The (highly abbreviated) life story of a paper appearing in Nature often goes something like this: ideas are birthed and experiments envisioned. Pilot experiments are run, yielding beautiful preliminary data. Replication and controls are then gathered over the course of months, if not years of hard labor. The paper is written, submitted, and reviewed. A few (two is typical) rounds of review and revision later, it is published (with highly variable degrees of reviewer and editorial unanimity). But this is by no means the end, rather, just a milestone in the evaluation process by the community. In journals, post-publication evaluation has traditionally occurred in the form of peer-reviewed follow-up papers or formal commentary. This may change someday as alternative forms of scientific publishing are explored, but for today we’ll talk about a formal addendum we’re publishing on a 2011 paper by Cathy Price and colleagues and invite you to add to the discussion.

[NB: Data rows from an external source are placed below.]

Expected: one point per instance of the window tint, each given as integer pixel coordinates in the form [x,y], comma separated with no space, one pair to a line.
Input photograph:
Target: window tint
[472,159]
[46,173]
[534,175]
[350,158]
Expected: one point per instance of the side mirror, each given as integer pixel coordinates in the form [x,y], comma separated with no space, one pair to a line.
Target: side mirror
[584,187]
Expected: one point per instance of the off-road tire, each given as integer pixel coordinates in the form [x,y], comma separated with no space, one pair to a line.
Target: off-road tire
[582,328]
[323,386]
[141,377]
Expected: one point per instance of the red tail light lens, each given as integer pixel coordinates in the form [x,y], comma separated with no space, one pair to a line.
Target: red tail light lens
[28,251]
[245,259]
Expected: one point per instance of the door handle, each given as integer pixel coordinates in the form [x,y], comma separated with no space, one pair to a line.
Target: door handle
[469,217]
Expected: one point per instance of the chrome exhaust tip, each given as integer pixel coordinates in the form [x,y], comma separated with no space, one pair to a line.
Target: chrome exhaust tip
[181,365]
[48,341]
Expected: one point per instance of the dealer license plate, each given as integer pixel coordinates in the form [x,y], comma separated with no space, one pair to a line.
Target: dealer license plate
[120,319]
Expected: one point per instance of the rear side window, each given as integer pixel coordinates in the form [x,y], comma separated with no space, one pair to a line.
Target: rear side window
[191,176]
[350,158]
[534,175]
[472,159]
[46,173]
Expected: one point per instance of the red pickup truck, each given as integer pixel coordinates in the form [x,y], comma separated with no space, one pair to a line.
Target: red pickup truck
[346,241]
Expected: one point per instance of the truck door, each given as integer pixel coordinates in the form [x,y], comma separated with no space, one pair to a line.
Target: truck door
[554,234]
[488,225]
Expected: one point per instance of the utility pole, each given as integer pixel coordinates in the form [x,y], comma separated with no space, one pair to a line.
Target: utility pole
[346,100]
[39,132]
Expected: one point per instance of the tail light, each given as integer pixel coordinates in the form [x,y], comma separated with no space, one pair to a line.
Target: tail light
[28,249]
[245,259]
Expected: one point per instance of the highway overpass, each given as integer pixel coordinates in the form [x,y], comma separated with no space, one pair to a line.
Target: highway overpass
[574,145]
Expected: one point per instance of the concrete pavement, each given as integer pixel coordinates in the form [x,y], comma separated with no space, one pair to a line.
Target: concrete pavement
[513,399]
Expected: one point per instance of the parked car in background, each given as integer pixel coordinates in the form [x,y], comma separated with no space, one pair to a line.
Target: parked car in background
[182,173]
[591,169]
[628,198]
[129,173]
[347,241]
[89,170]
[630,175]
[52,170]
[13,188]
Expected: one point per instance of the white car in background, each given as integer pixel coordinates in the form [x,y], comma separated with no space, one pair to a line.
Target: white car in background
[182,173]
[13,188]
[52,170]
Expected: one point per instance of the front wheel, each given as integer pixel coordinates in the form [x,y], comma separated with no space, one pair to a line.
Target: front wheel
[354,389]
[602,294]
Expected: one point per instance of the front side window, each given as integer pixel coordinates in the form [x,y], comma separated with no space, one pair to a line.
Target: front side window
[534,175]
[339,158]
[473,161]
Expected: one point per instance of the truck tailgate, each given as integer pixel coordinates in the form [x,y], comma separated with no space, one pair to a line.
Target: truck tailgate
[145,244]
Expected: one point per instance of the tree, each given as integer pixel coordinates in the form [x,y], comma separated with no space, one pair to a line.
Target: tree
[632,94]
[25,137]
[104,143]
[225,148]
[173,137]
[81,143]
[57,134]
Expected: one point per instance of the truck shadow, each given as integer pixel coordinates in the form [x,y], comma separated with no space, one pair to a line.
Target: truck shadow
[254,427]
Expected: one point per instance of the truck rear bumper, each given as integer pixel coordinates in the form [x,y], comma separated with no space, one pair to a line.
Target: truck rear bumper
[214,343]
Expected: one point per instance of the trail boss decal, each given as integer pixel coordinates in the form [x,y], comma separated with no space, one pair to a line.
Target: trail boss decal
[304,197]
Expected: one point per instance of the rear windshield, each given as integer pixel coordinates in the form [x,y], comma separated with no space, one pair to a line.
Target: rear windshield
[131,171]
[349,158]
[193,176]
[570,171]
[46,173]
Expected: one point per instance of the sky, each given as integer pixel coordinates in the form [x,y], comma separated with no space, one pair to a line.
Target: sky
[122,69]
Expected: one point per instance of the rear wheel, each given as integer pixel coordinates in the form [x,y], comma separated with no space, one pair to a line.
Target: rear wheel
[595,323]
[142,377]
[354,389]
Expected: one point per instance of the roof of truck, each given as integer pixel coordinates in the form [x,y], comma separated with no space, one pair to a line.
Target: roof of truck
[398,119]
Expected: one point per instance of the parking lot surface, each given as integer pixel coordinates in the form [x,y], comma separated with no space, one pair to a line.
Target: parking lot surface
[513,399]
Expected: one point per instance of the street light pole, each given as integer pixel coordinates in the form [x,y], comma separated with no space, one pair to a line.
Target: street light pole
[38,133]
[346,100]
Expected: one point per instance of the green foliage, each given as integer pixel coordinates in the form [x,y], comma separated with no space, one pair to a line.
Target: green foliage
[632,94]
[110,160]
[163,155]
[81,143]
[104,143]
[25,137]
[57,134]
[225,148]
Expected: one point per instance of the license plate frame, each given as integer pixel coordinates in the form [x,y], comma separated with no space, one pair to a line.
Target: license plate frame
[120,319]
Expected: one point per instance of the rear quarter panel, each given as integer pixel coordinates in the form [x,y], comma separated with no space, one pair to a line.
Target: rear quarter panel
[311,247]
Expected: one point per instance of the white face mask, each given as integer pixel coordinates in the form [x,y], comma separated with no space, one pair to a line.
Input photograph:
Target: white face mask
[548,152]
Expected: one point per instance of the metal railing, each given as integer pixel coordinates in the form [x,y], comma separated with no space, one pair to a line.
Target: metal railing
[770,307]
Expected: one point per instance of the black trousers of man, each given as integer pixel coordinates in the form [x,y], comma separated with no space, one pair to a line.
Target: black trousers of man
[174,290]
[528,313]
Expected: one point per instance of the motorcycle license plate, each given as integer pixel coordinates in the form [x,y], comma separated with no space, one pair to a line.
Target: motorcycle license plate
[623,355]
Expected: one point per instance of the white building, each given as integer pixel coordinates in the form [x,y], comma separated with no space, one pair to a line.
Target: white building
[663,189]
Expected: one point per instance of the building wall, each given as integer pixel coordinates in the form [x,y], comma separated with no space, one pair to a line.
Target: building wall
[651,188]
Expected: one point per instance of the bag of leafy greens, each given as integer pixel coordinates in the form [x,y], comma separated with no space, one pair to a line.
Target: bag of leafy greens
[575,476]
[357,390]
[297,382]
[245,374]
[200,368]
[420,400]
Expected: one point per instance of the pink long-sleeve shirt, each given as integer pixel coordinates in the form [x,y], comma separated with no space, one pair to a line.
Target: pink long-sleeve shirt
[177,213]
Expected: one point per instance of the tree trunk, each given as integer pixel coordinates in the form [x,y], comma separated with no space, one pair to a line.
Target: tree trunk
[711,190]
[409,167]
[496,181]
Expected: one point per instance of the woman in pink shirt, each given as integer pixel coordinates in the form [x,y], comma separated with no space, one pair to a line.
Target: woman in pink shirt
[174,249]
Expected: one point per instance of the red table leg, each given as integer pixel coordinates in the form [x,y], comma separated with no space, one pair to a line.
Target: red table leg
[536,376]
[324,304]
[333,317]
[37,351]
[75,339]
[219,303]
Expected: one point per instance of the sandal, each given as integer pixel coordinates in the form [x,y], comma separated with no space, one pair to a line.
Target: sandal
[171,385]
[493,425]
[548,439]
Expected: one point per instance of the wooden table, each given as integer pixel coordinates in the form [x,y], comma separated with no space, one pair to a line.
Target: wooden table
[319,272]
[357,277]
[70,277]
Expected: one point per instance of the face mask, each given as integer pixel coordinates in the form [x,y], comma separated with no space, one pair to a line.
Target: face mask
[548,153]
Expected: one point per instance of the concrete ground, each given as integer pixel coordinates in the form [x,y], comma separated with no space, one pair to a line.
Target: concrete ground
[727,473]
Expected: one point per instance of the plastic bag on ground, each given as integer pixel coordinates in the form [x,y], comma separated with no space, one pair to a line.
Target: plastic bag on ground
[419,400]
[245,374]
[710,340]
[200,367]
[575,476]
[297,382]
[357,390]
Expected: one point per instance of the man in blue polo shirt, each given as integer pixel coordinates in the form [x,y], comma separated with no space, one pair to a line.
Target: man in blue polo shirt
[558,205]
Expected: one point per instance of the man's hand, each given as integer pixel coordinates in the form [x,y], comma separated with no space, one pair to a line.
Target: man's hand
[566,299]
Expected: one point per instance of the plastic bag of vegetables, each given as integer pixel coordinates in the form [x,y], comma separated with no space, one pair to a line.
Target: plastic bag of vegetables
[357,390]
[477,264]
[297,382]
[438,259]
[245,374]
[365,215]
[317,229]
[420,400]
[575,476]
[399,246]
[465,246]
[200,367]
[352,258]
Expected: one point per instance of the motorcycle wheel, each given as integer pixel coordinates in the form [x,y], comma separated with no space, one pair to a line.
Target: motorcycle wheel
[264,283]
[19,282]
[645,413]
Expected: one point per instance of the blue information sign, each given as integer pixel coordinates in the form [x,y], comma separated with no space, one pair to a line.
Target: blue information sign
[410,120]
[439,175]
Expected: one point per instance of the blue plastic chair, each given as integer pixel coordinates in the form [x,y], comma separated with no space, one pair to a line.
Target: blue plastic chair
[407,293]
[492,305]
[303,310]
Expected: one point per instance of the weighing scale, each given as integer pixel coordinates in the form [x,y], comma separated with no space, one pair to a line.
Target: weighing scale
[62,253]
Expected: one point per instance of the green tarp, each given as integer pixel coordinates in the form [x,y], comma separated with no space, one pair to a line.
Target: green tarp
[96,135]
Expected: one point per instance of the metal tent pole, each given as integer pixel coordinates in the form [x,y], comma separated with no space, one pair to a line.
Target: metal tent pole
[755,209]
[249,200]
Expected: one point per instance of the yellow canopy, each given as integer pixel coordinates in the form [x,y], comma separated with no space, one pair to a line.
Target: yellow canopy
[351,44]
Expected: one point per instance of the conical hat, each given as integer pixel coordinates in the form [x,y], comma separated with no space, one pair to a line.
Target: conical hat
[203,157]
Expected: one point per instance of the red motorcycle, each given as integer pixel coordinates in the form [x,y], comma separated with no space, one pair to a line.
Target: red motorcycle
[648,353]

A few months ago, we published the original paper describing structural and functional changes in the teenage brain that accompany changes in IQ over time. The authors measured verbal and nonverbal IQ twice, once in early and once in late adolescence, and also scanned the subjects at both time points. They reported that changes in gray matter density in left motor cortex and anterior cerebellum were correlated with verbal and nonverbal intelligence, respectively. Although structural correlations between brain areas and IQ have been reported before, this paper was unusual in that the authors were able to track the same subjects over time. From the outset, the reviewers were positive about the potential contribution of this study as it not only demonstrated considerable plasticity in IQ during adolescence, but provided evidence of distinct neural substrates for different forms of IQ. Through the course of several rounds of review, various technical issues about statistical analysis, interpretation, and relationship to previous literature were discussed. After publication, we received a formal submission to our Brief Communications Arising section (an online-only section for formal exchanges) raising a concern about statistical inference that was not brought up in the review process. The concern related to the authors’ estimates of how much of the IQ change could be attributed to gray matter changes. The commentary asked whether the reported effect sizes could be potentially distorted by how the analyzed brain areas were selected. Several published commentaries and perspectives have pointed out that using the same dataset to pick out which data to analyze and then analyzing only that dataset can lead to inflated effects. This form of sampling bias, termed a variety of things (including circularity and double-dipping), is common in, but certainly not exclusive to, systems and cognitive neuroscience studies. The concern with this particular paper was that if the relationship between gray matter and IQ was assessed in the MRI voxels selected on the basis of their showing a change with IQ, those effects could be inflated.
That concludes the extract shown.